REPUBLIKA.CO.ID, JAKARTA -- Badan Pengawas Obat dan Makanan (BPOM) meminta bantuan hukum dari Kejaksaan Agung (Kejakgung). Pertolongan hukum tersebut dimintakan Ketua BPOM, Penny Lukito sebagai respons gugatan ajuan sejumlah pihak terkait kasus 194 kematian akibat gagal ginjal akut pada anak-anak.
Kasus kematian tersebut diduga akibat konsumsi obat-obatan sirop yang tercemar kadar berlebih kandungan Etilen Glikol (EG) dan Dietilen Glikol (DEG) pada produk farmasi swasta. Dalam kasus tersebut, BPOM sebagai lembaga pengawas produksi dan peredaran obat-obatan dinilai lalai dalam tugasnya.
Karena itu sejumlah kalangan yang mengatasnamakan Komunitas Konsumen Indonesia (KKI) menggugat BPOM ke Pengadilan Tata Usaha Negara (PTUN). Atas gugatan tersebut BPOM meminta Jaksa Agung ST Burhanuddin mengirimkan tim dari Jaksa Agung Muda Perdata dan Tata Usaha Negara (Jamdatun) memberikan pendampingan hukum.
“Tadi kami sudah membicarakan hal itu. Dan nanti tentunya dari Jamdatun akan membantu pendampingan BPOM untuk menghadapi masalah ini,” kata Penny saat ditemui di Kejakgung, Jakarta, Rabu (16/11/2022).
Penny menerangkan, kasus kematian gagal ginjal akut pada anak adalah persoalan pidana yang berasal dari kelalaian para industri farmasi. BPOM tak dapat disalahkan karena sudah melakukan fungsi dan peran sebagai lembaga pengawas obat-obatan.
“Jadi, Badan POM (BPOM) sudah melakukan tugas dengan standar dan ketentuan yang ada. Tetapi ini adalah masalah kelalaian di industri farmasi, dan tentunya kelalaian ini menimbulkan satu kondisi yang sangat menyedihkan, karena menyangkut nyawa manusia. Jadi ini adalah suatu kejahatan, yang tentunya ini juga menjadi tugas Kejaksaan Agung untuk melakukan proses hukum,” ujar Penny.
Selain meminta perbantuan hukum atas proses gugatan tersebut, BPOM juga meminta dukungan untuk penguatan peran dan fungsi, serta kewenangan BPOM. Terutama terkait dengan pengawasan terhadap obat-obatan.
Penny tak menerangkan kekurangan kewenangan BPOM selama ini dalam hal pengawasan obat-obatan. Akan tetapi, perlu Peraturan Pemerintah Pengganti Undang-undang (Perppu) untuk BPOM dapat melakukan pengawasan produksi dan peredaran obat-obatan serta makanan yang beredar di masyarakat.

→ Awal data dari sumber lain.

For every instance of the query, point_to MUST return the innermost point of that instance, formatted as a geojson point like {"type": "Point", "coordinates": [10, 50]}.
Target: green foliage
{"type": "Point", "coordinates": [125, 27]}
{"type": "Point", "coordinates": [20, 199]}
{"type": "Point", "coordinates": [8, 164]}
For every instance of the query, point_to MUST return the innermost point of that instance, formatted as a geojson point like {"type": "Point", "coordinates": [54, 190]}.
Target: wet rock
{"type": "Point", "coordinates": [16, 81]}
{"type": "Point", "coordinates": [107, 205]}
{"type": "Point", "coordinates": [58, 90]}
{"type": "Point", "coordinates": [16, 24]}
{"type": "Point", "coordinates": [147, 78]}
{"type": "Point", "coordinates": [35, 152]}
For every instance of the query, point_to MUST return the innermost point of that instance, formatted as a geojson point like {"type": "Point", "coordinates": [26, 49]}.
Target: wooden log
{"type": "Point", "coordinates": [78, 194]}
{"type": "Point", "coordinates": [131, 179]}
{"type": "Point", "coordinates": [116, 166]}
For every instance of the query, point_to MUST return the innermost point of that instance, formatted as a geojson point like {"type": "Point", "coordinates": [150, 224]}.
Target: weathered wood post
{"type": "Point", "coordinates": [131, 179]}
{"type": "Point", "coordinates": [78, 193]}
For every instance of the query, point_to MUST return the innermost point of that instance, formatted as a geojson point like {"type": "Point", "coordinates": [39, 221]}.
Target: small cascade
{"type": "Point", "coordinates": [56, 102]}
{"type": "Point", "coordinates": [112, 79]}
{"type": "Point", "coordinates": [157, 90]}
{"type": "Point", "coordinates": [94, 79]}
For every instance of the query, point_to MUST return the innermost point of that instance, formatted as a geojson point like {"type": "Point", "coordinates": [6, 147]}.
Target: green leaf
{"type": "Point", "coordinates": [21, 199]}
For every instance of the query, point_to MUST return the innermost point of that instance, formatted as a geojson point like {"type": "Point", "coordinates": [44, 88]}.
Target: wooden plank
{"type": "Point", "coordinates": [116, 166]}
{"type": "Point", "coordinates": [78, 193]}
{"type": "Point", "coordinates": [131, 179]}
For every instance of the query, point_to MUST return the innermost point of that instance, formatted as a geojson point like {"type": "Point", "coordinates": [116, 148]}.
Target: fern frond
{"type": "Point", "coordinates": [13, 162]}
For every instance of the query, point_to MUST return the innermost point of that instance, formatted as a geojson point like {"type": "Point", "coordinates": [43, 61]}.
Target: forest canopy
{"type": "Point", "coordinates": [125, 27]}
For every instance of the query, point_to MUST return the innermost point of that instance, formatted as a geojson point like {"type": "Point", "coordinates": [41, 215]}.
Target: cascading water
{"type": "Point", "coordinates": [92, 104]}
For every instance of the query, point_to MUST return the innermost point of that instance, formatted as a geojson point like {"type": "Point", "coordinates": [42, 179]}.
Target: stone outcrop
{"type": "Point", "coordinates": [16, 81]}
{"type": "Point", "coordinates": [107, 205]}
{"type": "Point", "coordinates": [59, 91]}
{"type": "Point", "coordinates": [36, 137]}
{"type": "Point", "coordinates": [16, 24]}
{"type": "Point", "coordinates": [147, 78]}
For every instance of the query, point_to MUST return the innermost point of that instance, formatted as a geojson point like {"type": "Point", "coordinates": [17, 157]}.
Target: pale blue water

“BPOM butuh penguatan secara kelembagaannya sebagai otoritas pengawas obat dan makanan yang kami harapkan segera berproses kembali,” terang Penny.
Di luar perkara TUN, dalam kasus ini, proses pemidanaan terhadap para produsen farmasi mengalami stagnasi. Belum ada pihak ataupun perorangan yang bertanggung jawab secara hukum atas produksi dan sebaran obat sirop tercemar yang menyebabkan kematian 194 anak tersebut.
Padahal, BPOM mengendalikan proses penyidikan terhadap dua perusahaan farmasi yang diduga memproduksi dan memasarkan obat sirop tercemar itu. Dua perusahaan tersebut yakni PT Yarindo Farmatama dan PT Universal Pharmaceutical Industries.
Sementara tim penyidik gabungan di Bareskrim Mabes Polri juga mengendalikan satu penyidikan terhadap PT Afi Farma. Ketua Tim Penyidik Gabungan Bareskrim Brigjen Pipit Rismanto pada Senin (14/11/2022) menjanjikan tersangka dari hasil gelar perkara pada Rabu (16/11/2022). Namun sampai hari ini, belum ada pengumuman yang dijanjikan.
“Untuk gelar perkara dilakukan sejak tadi siang (16/11/2022). Nanti hasilnya kami laporkan dulu ke pimpinan untuk diumumkan,” kata Pipit saat dikonfirmasi, Rabu petang.